Results: OpenCL and HSA
While we don’t want to rely on synthetic benchmarks, we'll use a couple to illustrate the potential gains of OpenCL and AMD's HSA initiative as those efforts start to take hold.
LuxMark 2.0
In order to assess the A10-7800's capabilities, we run three separate tests: CPU-only, GPU-only, and both combined. While we might have expected the more resource-laden APUs to win, Intel's Core i3-4330 and its superior IPC still puts in a strong showing. Let’s start with just the CPU:
We naturally expect the Haswell design to fare well in a CPU-only measure of performance. But while the win is unsurprising, the magnitude of Intel's advantage is fairly overwhelming. Favor is shifted to AMD by only using the on-chip graphics engine:
Intel's HD Graphics implementation is outclassed by Graphics Core Next in the Kaveri design. But what happens when CPU and GPU resources are utilized simultaneously?
Just as Bill Murray likes to photobomb pictures, the Core i3-4330 sneaks right in the middle of AMD’s family photo. One of the reasons appears to be that the Core i3's CPU and GPU scores are added together, yielding an aggregate, while the APUs are weighed differently. Perhaps one on-chip complex or the other isn't running at peak performance under a combined full load.

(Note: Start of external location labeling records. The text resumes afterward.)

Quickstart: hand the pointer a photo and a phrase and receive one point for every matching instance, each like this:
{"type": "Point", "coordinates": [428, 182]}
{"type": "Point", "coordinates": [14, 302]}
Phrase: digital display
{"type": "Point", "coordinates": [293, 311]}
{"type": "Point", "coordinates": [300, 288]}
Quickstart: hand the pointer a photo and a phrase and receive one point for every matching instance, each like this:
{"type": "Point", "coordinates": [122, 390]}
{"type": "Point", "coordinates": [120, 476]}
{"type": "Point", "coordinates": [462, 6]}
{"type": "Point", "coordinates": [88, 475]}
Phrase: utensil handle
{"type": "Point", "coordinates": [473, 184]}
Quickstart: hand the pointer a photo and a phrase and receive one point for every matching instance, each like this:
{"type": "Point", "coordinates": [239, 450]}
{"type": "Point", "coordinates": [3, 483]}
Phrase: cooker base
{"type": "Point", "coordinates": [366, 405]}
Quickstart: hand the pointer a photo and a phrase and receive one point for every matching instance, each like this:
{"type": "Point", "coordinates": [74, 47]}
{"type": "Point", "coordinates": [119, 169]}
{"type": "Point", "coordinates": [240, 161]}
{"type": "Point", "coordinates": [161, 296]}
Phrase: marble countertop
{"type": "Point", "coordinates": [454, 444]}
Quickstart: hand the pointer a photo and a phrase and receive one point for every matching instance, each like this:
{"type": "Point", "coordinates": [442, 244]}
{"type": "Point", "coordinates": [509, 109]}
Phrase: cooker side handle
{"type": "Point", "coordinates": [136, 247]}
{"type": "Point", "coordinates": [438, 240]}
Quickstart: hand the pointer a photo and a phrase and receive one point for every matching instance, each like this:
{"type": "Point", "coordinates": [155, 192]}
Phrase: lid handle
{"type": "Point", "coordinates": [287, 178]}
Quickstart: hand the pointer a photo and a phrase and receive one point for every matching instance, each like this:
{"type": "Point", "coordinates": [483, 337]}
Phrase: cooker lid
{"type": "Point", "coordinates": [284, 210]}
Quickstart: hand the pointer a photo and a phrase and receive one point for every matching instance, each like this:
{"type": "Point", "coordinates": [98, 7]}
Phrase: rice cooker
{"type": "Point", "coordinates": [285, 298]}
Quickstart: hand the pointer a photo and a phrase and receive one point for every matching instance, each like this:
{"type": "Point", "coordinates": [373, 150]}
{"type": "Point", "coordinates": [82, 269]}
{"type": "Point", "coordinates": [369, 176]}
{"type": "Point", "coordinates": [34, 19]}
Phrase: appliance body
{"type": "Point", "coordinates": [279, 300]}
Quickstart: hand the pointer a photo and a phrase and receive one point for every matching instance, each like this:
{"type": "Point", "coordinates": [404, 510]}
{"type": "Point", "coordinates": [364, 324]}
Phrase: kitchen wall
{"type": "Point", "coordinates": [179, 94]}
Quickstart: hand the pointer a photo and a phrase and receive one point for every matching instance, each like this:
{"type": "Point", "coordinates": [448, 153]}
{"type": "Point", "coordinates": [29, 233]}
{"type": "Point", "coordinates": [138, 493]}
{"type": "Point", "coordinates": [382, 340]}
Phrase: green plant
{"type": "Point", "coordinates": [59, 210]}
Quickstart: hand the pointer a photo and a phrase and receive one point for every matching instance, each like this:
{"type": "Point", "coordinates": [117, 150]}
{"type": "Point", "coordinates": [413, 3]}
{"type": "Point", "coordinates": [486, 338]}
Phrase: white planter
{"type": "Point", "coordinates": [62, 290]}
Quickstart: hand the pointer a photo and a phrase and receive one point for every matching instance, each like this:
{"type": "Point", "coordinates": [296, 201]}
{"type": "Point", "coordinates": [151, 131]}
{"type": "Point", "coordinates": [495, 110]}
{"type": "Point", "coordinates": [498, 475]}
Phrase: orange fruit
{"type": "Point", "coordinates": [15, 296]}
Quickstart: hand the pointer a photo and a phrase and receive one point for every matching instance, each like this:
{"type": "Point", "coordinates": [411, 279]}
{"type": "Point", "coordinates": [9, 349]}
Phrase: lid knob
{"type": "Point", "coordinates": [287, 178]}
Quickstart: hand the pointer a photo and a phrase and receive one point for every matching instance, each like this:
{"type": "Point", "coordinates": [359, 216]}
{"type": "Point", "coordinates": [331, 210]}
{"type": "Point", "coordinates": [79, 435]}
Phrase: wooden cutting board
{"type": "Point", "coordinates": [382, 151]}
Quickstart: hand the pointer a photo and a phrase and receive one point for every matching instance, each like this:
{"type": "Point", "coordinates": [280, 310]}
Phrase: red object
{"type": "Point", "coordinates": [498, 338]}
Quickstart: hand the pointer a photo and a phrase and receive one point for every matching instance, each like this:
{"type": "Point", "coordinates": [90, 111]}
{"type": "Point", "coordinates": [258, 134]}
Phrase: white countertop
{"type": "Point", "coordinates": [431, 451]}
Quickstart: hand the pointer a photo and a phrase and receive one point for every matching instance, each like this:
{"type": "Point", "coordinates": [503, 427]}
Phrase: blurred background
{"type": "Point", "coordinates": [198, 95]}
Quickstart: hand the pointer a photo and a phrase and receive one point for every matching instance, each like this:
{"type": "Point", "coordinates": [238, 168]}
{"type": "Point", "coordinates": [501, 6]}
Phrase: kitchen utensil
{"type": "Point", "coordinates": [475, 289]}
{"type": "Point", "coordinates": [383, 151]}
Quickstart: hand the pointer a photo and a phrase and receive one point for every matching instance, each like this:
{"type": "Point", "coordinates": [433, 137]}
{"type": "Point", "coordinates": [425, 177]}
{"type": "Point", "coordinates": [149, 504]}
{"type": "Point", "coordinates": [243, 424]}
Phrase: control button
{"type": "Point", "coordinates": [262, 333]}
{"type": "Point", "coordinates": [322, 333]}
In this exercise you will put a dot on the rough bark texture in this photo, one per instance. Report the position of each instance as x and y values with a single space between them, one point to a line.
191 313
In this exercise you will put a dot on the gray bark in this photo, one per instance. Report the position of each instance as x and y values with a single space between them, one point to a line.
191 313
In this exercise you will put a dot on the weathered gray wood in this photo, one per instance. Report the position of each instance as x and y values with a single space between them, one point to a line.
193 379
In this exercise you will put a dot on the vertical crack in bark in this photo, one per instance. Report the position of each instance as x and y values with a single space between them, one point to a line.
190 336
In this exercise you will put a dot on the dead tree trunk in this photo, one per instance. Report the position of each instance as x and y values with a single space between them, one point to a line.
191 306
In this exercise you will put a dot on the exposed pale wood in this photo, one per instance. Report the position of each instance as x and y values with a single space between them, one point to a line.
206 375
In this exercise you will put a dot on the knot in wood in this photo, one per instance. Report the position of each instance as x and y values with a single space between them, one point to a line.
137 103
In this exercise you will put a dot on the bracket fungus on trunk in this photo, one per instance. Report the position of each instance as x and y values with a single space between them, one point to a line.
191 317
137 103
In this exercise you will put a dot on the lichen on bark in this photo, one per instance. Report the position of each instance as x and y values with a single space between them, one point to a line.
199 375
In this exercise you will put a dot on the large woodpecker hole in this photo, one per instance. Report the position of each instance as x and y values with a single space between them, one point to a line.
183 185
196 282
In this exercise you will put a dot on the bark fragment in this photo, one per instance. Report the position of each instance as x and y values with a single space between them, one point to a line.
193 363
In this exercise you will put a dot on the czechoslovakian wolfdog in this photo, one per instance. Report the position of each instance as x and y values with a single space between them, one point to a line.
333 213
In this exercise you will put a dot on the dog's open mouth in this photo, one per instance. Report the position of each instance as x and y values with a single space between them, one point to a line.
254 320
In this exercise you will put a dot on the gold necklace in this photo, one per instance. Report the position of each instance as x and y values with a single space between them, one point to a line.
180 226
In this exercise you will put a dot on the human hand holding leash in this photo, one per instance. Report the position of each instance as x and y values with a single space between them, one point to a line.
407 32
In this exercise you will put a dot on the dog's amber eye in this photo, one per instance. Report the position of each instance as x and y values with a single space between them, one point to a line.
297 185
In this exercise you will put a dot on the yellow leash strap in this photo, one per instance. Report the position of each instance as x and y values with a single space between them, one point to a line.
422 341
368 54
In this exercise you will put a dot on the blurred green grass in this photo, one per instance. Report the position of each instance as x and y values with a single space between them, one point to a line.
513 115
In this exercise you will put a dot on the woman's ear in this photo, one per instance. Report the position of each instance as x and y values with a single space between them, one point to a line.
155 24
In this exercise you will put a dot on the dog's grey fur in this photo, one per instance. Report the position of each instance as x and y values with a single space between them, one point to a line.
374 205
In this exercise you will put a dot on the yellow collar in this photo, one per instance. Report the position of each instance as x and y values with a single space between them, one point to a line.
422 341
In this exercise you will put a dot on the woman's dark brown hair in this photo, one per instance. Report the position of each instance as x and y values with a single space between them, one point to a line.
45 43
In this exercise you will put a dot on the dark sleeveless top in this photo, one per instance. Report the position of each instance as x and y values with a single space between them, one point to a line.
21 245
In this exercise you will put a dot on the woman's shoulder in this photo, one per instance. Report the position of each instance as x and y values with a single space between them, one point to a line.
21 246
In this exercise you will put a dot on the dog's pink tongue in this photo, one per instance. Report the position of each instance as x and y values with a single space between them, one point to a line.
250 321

HSA: A Great Idea in Need of Software Support
Leading up to the Kaveri APU introduction, AMD put a lot of effort into evangelizing the benefits of its HSA (Heterogeneous System Architecture) initiative. Again, if you want to know more, read our Kaveri launch article. However, even now, several months later, the number of applications exploiting HSA remains small. That's a disappointing state of affairs, since the fundamentals of HSA are enticing.
Moving on from theory to practice, the LibreOffice benchmark originally provided by AMD impressively documents the value proposition of HSA. Once again, we conduct three separate test runs: CPU-only, OpenCL-only, and HSA. Since Intel CPUs do not support HSA, they aren't represented in the third chart. And we didn’t bother benchmarking the outdated Core i3-2100 at all.
Let’s start with the CPU-only chart, which, as we might expect, the Core i3-4330 dominates:
Thirty-seven percent higher performance. Such an advantage cries for an OpenCL-based rematch. Said and done. Surprisingly, Intel’s relatively modest graphics engine is slower than its CPU. Or perhaps the company's drivers are to blame.
It'd be easy to guess that a seeded test like this one would favor AMD's hardware. And it does, demonstrating what a highly parallelized workload can do on hardware with the necessary support. Those gray bars are for comparison only. They depict the execution times of Intel's Core i3-4330 and AMD's A10-7800 in software and OpenCL modes.
Looking at the HSA-based results after the numbers generated with OpenCL turned on reminds us of a quote attributed to General LeMay. When asked about the purpose of a nuclear second strike capability, he replied, "To make the cinders dance". However, not every application is suitable for HSA optimizations, and adoption of the initiative by the software industry is thus far disappointing.